The 1983 Hildt Amendment or Hildt Agreement (named after Seattle City Council member Michael Hildt) struck a balance between farmers and craftspeople in the daystalls. The agreement set rules that would last for ten years from August 1, 1983, and that would be successively renewable for further terms of five years. The precise formula it laid out stood for over 15 years, and it set the precedent for today's allocation of daystalls, in that it gave craftspeople priority in the North Arcade and farmers priority elsewhere.

Victor Steinbrueck Park

Victor Steinbrueck Park directly north of the market was originally Market Park. From about 1909 the site held an armory, which was damaged by fire in 1962. The land was taken over by the city in 1968, and the remnant of the armory was razed. In 1970 the land passed to park usage. The resulting Market Park was majorly redesigned in 1982. After Steinbrueck's 1985 death, it was renamed after the architect who was instrumental in the market's preservation.

Modern day

In 1998, the PDA decided to end the Hildt Agreement. While their proposed new rule to allocate daystalls was generally seen as more favorable to farmers, there were both farmers and craftspeople who objected, especially because the PDA's timing gave them little chance to study the changes. At their last meeting before the August 1 deadline, the PDA voted 8-4, to notify the City of its intent not to renew the Agreement. The City Council did not accept the proposed substitute. The Council and PDA extended the Hildt agreement 9 months and the council agreed to an extensive public review process in which the Market Constituency played a major role.
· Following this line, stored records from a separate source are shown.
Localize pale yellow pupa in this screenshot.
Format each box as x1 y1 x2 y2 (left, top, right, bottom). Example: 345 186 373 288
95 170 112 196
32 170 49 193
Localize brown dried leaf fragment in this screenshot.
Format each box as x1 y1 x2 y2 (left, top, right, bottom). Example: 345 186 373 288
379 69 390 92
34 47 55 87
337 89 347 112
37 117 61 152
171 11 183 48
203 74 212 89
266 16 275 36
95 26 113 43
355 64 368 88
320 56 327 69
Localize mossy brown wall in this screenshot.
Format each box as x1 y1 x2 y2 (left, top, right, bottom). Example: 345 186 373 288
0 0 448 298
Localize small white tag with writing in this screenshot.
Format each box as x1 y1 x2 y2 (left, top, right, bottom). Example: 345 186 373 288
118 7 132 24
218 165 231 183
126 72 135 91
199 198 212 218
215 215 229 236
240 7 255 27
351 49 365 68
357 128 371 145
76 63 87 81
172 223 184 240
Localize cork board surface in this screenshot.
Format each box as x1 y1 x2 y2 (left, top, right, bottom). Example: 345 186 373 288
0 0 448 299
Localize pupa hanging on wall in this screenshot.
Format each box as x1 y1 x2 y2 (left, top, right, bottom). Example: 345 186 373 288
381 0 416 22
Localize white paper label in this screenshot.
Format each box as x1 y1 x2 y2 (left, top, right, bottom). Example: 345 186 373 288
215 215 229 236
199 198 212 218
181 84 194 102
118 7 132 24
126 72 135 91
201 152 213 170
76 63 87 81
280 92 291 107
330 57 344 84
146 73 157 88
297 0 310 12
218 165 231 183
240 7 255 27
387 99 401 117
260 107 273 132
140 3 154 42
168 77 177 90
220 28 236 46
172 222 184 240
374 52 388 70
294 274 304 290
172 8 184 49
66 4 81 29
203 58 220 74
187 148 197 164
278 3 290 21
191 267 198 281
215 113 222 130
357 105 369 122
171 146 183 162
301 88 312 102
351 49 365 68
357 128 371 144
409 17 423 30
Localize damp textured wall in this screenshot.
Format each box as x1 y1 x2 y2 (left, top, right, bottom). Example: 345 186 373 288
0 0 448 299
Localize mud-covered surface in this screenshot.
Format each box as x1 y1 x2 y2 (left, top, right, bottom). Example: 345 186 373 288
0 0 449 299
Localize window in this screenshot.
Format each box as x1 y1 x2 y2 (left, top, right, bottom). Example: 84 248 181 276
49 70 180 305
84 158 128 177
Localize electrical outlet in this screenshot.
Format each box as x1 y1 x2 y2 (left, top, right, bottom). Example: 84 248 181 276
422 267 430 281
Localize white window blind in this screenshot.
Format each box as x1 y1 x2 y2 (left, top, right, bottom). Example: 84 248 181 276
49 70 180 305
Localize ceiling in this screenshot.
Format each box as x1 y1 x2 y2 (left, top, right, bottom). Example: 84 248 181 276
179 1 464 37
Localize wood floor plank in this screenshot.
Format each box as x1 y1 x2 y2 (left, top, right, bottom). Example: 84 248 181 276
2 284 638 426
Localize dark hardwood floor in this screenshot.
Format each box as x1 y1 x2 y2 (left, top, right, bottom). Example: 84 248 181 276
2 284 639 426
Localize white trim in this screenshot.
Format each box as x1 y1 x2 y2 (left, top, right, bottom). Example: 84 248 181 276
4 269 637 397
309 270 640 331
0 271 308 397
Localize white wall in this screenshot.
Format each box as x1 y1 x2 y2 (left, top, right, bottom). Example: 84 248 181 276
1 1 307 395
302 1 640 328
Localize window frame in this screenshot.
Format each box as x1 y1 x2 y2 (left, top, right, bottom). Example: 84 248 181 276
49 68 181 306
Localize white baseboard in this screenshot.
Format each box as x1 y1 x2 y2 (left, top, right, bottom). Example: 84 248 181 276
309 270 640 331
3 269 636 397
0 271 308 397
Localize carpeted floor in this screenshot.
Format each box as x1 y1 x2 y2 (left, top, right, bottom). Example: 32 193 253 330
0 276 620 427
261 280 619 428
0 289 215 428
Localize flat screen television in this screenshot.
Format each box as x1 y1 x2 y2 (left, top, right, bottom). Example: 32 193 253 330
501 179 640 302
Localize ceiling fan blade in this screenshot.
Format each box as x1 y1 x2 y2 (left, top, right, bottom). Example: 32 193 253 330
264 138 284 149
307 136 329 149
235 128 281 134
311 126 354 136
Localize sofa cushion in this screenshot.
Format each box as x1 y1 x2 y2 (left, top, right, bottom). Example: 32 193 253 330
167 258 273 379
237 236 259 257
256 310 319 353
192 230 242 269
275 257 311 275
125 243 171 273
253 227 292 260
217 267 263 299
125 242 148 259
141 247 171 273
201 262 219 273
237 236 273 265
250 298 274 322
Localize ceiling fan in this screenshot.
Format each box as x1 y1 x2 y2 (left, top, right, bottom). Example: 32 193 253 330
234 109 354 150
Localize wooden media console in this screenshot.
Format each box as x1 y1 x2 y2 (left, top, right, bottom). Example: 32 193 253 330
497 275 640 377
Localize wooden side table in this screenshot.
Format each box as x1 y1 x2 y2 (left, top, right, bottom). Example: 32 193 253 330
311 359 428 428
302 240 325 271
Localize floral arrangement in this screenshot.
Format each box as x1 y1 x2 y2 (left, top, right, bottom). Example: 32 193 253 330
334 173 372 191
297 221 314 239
The public meetings did not result in a clear consensus, but did provide enough input for city councilmember Nick Licata to draft a revised version of the Hildt Agreement. Adopted in February 1999, it became known as the Licata-Hildt Agreement. The bad blood generated by the conflict spurred an audit of PDA practices by the City Auditor; the audit was critical of the PDA for occasionally violating the "spirit" of its Charter, but exonerated it of any wrongdoing.

Centennial

Pike Place Market celebrated its 100-year anniversary on August 17, 2007. A wide variety of activities and events took place, and a concert was held in Victor Steinbrueck Park in the evening, consisting entirely of songs related one or another way to Seattle. The "house band" for the concert called itself The Iconics, and consisted of Dave Dederer and Andrew McKeag (guitarists of the Presidents of the United States of America or PUSA); Mike Musberger (drummer of The Posies and The Fastbacks); Jeff Fielder (bassist for singer/songwriter Sera Cahoone); and Ty Bailie (keyboard player of Department of Energy). Other performers included Chris Ballew (also of PUSA), Sean Nelson of Harvey Danger, Choklate, Paul Jensen of the Dudley Manlove Quartet, Rachel Flotard of Visqueen, Shawn Smith of Brad, Stone Gossard and Mike McCready of Pearl Jam, John Roderick of the Long Winters, Evan Foster of the Boss Martians, Artis the Spoonman, Ernestine Anderson, and the Total Experience Gospel Choir.